Mixing sci-fi, stealth, free-running, action, brutal combat, amazing open world historical settings and a overwhelming feel for epic history, the AC series has gone from strength to strength. Yet when the original Assassin's Creed debuted in 2007, the success of the blockbuster franchise looked anything but certain.
So how did Assassin's Creed come to stab its way to success and become one of the landmark gaming series? To find out, we take a retrospective look at AC's most important games as well as peering deep into the Animus to see if Revelations can live up to its name and what the future of the series may hold. Naturally there will be spoilers, oh yes.
The original Assassin's Creed mixed sci-fi and historical adventure to introduce an ages-old conflict between the Assassins and Templars which has run throughout the course of history to the present day. Held by the sinister (is there any other kind?) Abstergo corporation, innocuous barman Desmond Miles was forced to enter the Animus and explore the memories of his assassin ancestor Altaïr ibn-La'Ahad.
Charged with retrieving an ancient artefact known as The Piece of Eden and restoring harmony to the Holy Land, Altair tracks down and kills nine Templar targets on both Saracen and Crusader sides before facing their apparent leader Robert de Sable. However his own mentor, Al Mualim is revealed as the secret tenth Templar and Altair faces him down in a climactic duel at the assassin stronghold of Maysaf, before hurtling back to the present day as a puzzled and still very captive Desmond.
Anticipation for Assassin's Creed had been high following an intriguing build up campaign, but on release its detractors gave it a hard time for its inconsistent and occasionally annoying stealth system and somewhat repetitive structure. Yet for fans, the original AC's many joys outweighed its imperfections and also offered a tantalising glimpse of the series' real potential.
AC laid the foundations for many of the AC systems we take for granted today with key elements like the beautifully realised cityscapes, fluid Parkour based free-roaming, visceral crunching combat and huge set piece assassinations. Climbing your first viewpoint, performing a leap of Faith or just sprinting around Jerusalem, Acre and Damascus, baiting guards and causing havoc, all these and those mysterious eagle vision glyphs in Desmond's cell, still bring back golden gameplay memories.
While the original Assassin's Creed was a flawed gem, it was still a gem nonetheless and to find out why, see our original Assassin's Creed review for the full story.
Assassin's Creed II
If the original AC was an appetiser, then Assassin's Creed II was the main feast with all the trimmings, dessert, coffee, cheese and biscuits and a swift nightcap to follow. Ubi Soft Montreal not only addressed AC's shortcomings, but built in new and innovative gameplay, improved stealth and combat, opened up a complex and beautiful medieval world, while adding much deeper character progression. Now you could enjoy a vast variety of missions and a compelling Renaissance storyline which encompassed the glories of Florence, Venice and the Vatican City.

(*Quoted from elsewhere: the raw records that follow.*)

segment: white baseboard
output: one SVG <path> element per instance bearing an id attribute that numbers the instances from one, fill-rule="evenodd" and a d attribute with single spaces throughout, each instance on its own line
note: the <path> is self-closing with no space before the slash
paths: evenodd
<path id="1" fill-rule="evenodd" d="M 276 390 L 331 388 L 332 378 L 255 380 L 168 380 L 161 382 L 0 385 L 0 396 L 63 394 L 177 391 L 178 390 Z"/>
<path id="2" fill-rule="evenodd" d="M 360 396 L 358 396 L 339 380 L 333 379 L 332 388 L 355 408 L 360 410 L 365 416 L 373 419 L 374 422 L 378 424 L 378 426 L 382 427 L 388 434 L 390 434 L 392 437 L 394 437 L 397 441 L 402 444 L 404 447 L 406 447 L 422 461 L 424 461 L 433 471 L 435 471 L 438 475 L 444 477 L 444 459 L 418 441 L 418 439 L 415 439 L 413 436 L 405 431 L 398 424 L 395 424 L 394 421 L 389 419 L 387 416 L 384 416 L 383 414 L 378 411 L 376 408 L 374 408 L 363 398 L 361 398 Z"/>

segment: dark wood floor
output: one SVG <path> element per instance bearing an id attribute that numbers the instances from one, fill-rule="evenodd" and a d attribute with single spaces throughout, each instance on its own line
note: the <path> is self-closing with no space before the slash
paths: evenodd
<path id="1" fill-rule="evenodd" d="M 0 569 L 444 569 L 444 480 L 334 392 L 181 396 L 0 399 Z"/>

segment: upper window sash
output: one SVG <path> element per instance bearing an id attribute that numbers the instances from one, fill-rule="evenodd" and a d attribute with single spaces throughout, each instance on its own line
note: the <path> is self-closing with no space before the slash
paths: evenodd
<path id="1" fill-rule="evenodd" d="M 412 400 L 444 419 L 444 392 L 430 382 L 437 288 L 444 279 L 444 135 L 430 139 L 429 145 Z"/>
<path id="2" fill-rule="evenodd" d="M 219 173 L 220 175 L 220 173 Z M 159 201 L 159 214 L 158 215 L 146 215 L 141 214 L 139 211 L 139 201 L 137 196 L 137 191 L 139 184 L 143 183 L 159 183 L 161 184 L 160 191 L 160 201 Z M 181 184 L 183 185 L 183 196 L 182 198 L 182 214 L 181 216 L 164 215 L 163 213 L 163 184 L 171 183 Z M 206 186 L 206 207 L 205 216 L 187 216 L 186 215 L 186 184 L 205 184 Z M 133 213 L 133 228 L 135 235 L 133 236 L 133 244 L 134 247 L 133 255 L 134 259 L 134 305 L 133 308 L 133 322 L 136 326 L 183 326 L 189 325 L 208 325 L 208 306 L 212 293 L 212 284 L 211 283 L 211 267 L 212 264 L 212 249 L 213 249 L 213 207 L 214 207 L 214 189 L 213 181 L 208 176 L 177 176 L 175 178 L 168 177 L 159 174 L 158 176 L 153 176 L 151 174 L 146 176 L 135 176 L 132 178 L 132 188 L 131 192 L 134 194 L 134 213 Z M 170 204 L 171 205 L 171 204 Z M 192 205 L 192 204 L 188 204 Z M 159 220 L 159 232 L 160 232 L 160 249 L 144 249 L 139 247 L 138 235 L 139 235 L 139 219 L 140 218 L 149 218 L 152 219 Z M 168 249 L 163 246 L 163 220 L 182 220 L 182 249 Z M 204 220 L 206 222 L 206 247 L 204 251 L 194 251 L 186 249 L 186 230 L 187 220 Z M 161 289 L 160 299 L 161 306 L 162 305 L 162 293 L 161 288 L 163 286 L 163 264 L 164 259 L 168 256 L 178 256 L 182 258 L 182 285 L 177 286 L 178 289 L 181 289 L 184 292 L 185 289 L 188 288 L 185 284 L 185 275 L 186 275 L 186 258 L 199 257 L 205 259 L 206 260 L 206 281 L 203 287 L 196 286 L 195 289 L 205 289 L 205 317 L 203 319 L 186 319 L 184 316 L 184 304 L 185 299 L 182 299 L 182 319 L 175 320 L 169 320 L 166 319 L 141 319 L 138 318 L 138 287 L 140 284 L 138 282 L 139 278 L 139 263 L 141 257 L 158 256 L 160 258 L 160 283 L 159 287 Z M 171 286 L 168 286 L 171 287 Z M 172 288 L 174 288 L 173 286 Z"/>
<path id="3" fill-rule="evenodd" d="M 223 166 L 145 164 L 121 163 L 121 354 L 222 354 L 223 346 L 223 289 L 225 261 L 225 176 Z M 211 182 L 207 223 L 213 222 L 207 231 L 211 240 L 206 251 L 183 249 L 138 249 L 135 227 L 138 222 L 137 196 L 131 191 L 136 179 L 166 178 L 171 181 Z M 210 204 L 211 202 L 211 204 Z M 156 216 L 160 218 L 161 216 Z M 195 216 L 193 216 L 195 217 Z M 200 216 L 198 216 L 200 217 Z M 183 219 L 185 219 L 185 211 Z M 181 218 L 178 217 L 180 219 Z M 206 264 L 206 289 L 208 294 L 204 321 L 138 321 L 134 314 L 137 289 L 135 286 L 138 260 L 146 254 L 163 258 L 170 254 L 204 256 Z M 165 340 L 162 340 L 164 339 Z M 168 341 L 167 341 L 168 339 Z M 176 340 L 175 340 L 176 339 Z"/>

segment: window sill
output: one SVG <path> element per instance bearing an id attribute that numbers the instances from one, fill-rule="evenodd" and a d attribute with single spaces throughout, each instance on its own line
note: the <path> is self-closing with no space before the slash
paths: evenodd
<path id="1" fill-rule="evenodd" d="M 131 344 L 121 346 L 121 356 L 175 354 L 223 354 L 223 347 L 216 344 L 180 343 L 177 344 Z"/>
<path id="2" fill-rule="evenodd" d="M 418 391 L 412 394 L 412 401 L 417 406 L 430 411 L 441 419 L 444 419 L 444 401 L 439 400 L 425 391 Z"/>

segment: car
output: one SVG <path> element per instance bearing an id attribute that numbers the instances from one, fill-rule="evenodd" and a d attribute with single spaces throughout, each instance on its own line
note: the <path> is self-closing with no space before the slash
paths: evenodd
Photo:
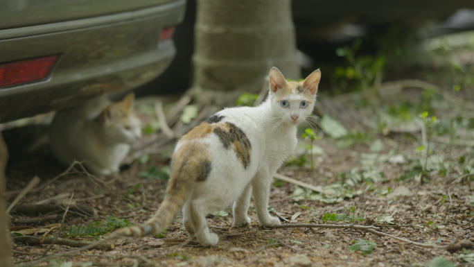
<path id="1" fill-rule="evenodd" d="M 0 1 L 0 121 L 135 88 L 176 49 L 186 0 Z"/>

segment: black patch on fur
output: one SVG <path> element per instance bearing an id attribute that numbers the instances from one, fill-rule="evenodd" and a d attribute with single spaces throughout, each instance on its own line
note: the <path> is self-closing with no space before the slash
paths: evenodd
<path id="1" fill-rule="evenodd" d="M 212 165 L 211 165 L 211 162 L 209 160 L 204 160 L 201 163 L 201 171 L 198 176 L 198 182 L 204 182 L 207 179 L 209 173 L 212 171 Z"/>
<path id="2" fill-rule="evenodd" d="M 209 124 L 217 123 L 224 118 L 225 118 L 224 116 L 212 115 L 206 120 L 206 122 Z"/>
<path id="3" fill-rule="evenodd" d="M 227 122 L 229 130 L 224 130 L 220 128 L 214 129 L 214 133 L 219 137 L 225 149 L 229 149 L 234 144 L 234 150 L 244 168 L 250 164 L 250 141 L 247 138 L 245 133 L 235 124 Z"/>

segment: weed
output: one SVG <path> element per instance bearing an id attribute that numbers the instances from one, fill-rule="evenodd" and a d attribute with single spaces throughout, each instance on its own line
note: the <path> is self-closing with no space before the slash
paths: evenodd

Busted out of Abstergo by accomplice Lucy, Desmond went on the run with new Assassins associates Shaun and Rebecca and delved back into the Animus mark 2.0, to take on the mantle of Italian nobleman and watershed series hero, Ezio Auditore de Ferenze. Pitted against the might of Templar pope Cesare Borgia, Ezio allies with the cunning Niccolò Machiavelli and the inventive Leonardo Da Vinci, to win through a dark labyrinthine plot, recover two more lost pieces of Eden and become the prophet and leader of the Assassin order during the middle ages.
AC II was also full stand out gaming moments: haring through the countryside on a wild carriage ride, soaring over the rooftops in Leonardo's flying machine, acquiring your hidden pistol, a one-man vendetta on roaming minstrels or swooping through the majestic Assassin's tombs, AC II remains perhaps our favourite title of an impressive series. Two DLC expansions, The Battle of Forli and Bonfire of the Vanities extended the story even further.
Still amongst the handful of full 1000 complete GamerScores we possess, AC II was truly light years ahead of its predecessor, set a new standard in what sequels should achieve and also gave us in Ezio, one of 21st century gaming's truly iconic characters. To learn the full story on why AC II was such a triumph, Leap of Faith on over to Assassin's Creed II review for the full story.
Assassin's Creed: Brotherhood
Brotherhood took the AC series in a new and intriguing direction, with Ezio now a master assassin and able to recruit new agents and assassins - the brotherhood of the title - to his cause. More strategic than previous games, Brotherhood dug beneath the surface of the ancient Templar Assassin feud, with Ezio dispatching assassin agents across Europe, while simultaneously battling the Borgias for control of the eternal city.
After a night of wild passion with Caterina Sforza (well here's hoping), Ezio awoke to find his villa at Monteriggioni besieged by the Borgia horde. After his uncle Mario was killed and the Apple of Eden fell into the hands of Cesare Borgia, Ezio escaped to Rome where he set about wreaking a terrible revenge on its Borgia overlords. While both Rodrigo and Cesare were eventually put to the historical sword, Desmond used the Apple of Eden to open up the Temple, a gateway to the other Eden artefacts. But the game concluded on a proper cliffhanger with Desmond forced to stab Lucy, while under the control of the enigmatic being known as Juno.
Re-inventing, refining and streamlining, Brotherhood's main success was to really gave you a feel of being in control of an Assassin clan, training them up and even calling on their help in- game. The sandbox was bigger (Rome being about three times larger than any previous city in the series), more bewitching, more inventive and the mechanic of capturing Borgia Towers to extend your control over the city adding an entertaining strategic element.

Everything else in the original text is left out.